- Film And TV
- 19 Feb 20
Tom Hanks excels in celebration of empathy
It seems unwise to have uncritical faith in any public figure – and yet we cling on, because faith and hope in people is all we have.
Plus, we will always have sublime exceptions; paragons of pure decency and joy. We will always have Tom Hanks.
Hanks plays Fred Rogers, the sometimes unnervingly serene, endlessly patient, boundlessly empathetic children’s television presenter who – not unlike Hanks – became an American institution. In living rooms every weekday, ever loving, ever honest, ever encouraging, he was a constant for generations of children. He was America’s Dad.
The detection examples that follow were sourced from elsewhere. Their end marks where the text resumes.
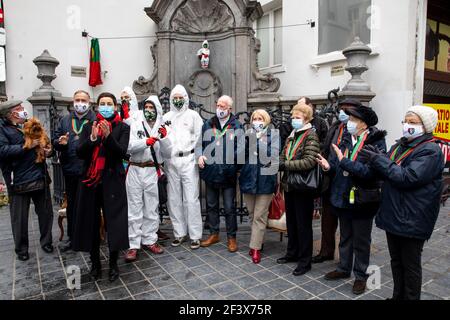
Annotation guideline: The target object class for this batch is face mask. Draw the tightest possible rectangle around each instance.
[216,109,230,119]
[347,120,358,135]
[129,100,139,110]
[144,110,157,121]
[403,123,424,139]
[16,110,28,120]
[253,121,264,132]
[338,110,350,123]
[172,99,184,110]
[74,103,89,114]
[292,119,304,130]
[98,105,114,119]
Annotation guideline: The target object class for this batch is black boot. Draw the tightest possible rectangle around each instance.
[109,251,119,282]
[89,252,102,281]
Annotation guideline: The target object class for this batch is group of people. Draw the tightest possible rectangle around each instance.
[0,85,444,299]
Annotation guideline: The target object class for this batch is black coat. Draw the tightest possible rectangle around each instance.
[52,110,96,176]
[72,122,130,252]
[0,119,47,188]
[330,127,387,219]
[371,134,444,240]
[200,114,243,188]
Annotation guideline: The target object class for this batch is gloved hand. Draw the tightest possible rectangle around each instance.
[147,137,159,147]
[158,126,167,139]
[358,145,382,163]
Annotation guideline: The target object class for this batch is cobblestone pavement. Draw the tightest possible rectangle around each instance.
[0,207,450,300]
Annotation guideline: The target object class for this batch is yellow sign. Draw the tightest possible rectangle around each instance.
[425,104,450,141]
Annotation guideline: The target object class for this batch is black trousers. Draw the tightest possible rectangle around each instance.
[285,192,314,268]
[319,196,338,257]
[90,187,119,266]
[9,187,53,254]
[64,175,80,241]
[386,232,425,300]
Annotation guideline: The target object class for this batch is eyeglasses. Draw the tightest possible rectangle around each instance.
[402,121,423,126]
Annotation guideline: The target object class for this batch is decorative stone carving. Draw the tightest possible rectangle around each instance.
[187,70,223,110]
[33,50,61,96]
[171,0,235,33]
[133,42,158,96]
[250,38,281,96]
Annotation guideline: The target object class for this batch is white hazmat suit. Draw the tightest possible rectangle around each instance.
[126,96,171,249]
[164,85,203,241]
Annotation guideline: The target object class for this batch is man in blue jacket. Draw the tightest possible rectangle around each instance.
[0,100,53,261]
[198,96,243,252]
[361,106,444,300]
[53,90,96,252]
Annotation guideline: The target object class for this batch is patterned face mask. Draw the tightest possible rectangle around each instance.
[144,110,156,121]
[172,98,184,109]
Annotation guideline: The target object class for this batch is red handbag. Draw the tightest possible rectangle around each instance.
[269,185,286,220]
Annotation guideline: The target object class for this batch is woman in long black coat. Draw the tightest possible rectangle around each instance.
[73,93,130,281]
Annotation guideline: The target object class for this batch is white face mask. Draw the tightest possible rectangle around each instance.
[74,103,89,114]
[347,120,358,135]
[16,110,28,120]
[403,123,424,139]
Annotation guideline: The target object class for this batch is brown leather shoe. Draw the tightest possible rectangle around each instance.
[228,238,238,252]
[325,271,350,280]
[352,280,366,294]
[200,234,220,248]
[125,249,137,262]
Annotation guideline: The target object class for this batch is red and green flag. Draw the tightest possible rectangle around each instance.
[89,39,103,87]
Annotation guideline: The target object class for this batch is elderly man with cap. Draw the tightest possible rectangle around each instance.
[312,98,361,263]
[0,101,53,261]
[318,106,387,294]
[361,106,444,300]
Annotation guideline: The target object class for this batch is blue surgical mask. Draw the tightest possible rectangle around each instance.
[338,110,350,123]
[98,105,114,119]
[347,120,358,135]
[403,123,424,139]
[252,121,264,132]
[291,119,305,130]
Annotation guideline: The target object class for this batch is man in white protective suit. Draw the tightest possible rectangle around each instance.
[164,85,203,249]
[119,87,142,127]
[125,96,171,262]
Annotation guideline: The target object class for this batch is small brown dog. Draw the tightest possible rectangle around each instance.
[23,118,51,163]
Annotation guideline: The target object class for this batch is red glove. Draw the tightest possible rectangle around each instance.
[122,102,130,119]
[158,126,167,139]
[147,137,159,147]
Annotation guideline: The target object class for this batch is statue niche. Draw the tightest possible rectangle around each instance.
[171,0,235,34]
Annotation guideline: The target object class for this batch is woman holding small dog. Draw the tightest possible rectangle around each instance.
[72,93,130,282]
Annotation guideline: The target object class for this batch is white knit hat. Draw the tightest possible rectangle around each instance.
[408,106,438,133]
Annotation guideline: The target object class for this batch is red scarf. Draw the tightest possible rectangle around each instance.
[83,112,122,188]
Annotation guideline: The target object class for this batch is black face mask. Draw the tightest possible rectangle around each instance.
[144,110,158,121]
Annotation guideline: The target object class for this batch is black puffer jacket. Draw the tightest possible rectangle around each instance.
[371,134,444,240]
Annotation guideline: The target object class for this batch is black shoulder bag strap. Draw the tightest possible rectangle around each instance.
[142,121,161,178]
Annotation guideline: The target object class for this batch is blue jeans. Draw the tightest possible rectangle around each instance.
[206,184,237,238]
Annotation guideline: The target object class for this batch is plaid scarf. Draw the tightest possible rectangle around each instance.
[83,112,122,188]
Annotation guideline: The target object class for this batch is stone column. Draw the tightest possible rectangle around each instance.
[339,37,375,104]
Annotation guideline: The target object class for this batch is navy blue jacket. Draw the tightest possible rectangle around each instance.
[239,129,280,194]
[52,110,96,176]
[371,134,444,240]
[200,114,243,188]
[330,127,387,219]
[0,119,47,188]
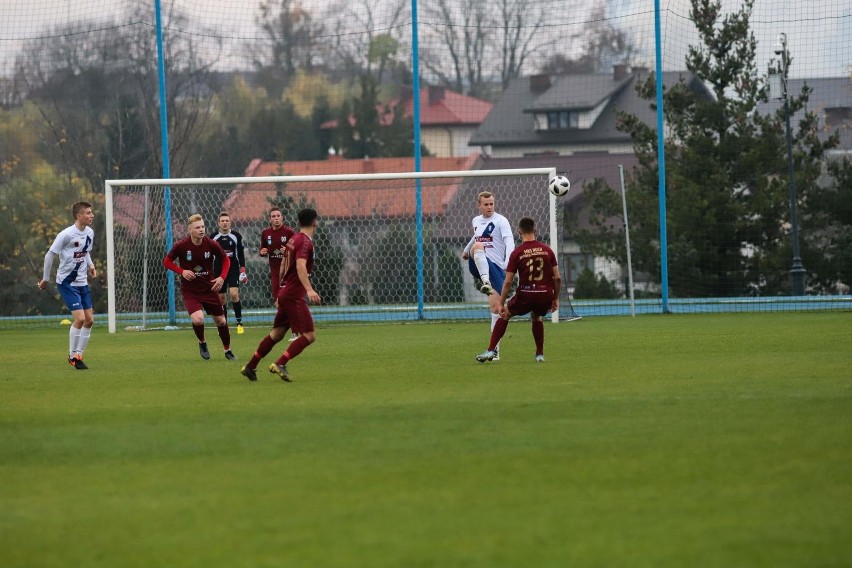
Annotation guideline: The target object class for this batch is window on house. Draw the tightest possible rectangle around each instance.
[547,110,579,130]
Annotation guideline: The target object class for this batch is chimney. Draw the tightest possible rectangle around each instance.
[429,85,445,105]
[612,63,629,81]
[530,75,550,93]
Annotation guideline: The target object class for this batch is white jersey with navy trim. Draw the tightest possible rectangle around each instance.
[45,224,95,286]
[472,213,515,269]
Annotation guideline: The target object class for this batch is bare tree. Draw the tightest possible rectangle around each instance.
[420,0,493,96]
[332,0,410,83]
[253,0,327,95]
[540,0,634,74]
[17,1,221,184]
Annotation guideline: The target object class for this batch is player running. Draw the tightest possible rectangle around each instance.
[259,207,299,341]
[462,191,515,361]
[476,217,562,363]
[37,201,98,371]
[240,209,320,382]
[163,213,237,361]
[212,213,248,334]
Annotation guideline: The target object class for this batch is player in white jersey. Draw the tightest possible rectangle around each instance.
[462,191,515,361]
[38,201,98,370]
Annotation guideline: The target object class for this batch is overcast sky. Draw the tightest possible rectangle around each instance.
[0,0,852,77]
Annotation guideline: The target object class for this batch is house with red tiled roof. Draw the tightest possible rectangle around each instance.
[320,86,494,158]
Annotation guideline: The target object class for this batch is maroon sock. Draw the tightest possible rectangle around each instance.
[488,318,509,351]
[248,335,278,369]
[216,323,231,351]
[192,323,204,343]
[533,321,544,355]
[275,335,311,365]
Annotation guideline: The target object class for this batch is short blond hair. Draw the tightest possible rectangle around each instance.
[476,191,494,205]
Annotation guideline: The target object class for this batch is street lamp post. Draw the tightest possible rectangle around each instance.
[769,33,806,296]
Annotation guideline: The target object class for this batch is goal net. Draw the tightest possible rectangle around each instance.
[105,168,576,333]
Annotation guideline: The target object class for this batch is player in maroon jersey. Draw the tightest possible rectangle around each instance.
[240,209,320,382]
[476,217,562,363]
[259,207,299,341]
[259,207,295,302]
[163,214,236,361]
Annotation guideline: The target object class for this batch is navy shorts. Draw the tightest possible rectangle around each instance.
[56,284,92,312]
[467,255,506,294]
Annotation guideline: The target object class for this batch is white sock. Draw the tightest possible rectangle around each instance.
[68,325,81,357]
[491,314,502,351]
[473,250,491,284]
[77,326,92,357]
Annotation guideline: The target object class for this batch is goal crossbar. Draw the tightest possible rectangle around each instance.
[104,167,559,333]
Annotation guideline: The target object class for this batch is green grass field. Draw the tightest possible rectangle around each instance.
[0,313,852,568]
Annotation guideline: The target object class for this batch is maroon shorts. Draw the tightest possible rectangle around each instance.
[506,290,553,316]
[182,290,225,316]
[272,296,314,333]
[269,272,281,300]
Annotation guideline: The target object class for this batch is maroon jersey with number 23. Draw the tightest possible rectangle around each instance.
[506,241,557,301]
[278,233,314,299]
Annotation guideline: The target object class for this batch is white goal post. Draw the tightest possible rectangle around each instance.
[105,168,570,333]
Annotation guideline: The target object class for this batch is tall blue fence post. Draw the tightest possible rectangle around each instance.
[654,0,669,314]
[411,0,425,320]
[154,0,177,325]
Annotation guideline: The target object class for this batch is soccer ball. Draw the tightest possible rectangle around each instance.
[548,176,571,197]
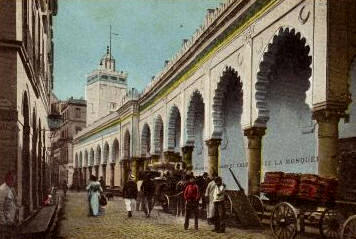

Based on writer Tom Junod, Matthew Rhys plays Lloyd Vogel, a journalist estranged from his own Dad. Cynical and emotionally walled, Lloyd has become known for scathing articles, his writing fuelled more by the desire to justify his disillusionment with humanity rather than a desire to serve it. When Lloyd is assigned to do a short profile of Fred Rogers for Esquire’s ‘Hero’ issue, his wife pleads with him, “Please don’t ruin my childhood.”
Advertisement
What Lloyd discovers is that Fred Rogers’ transcendent power is connecting people with their childhoods; the joy, the innocence, the curiosity – and also the formative wounds that follow them into adulthood. Empathy, director Marianne Heller asserts – here and in all her films – isn’t made less genuine if it requires work. It’s made more admirable and accessible in its humanity. Because we can all do the work. We can all be better. We can all prove that faith in people is founded.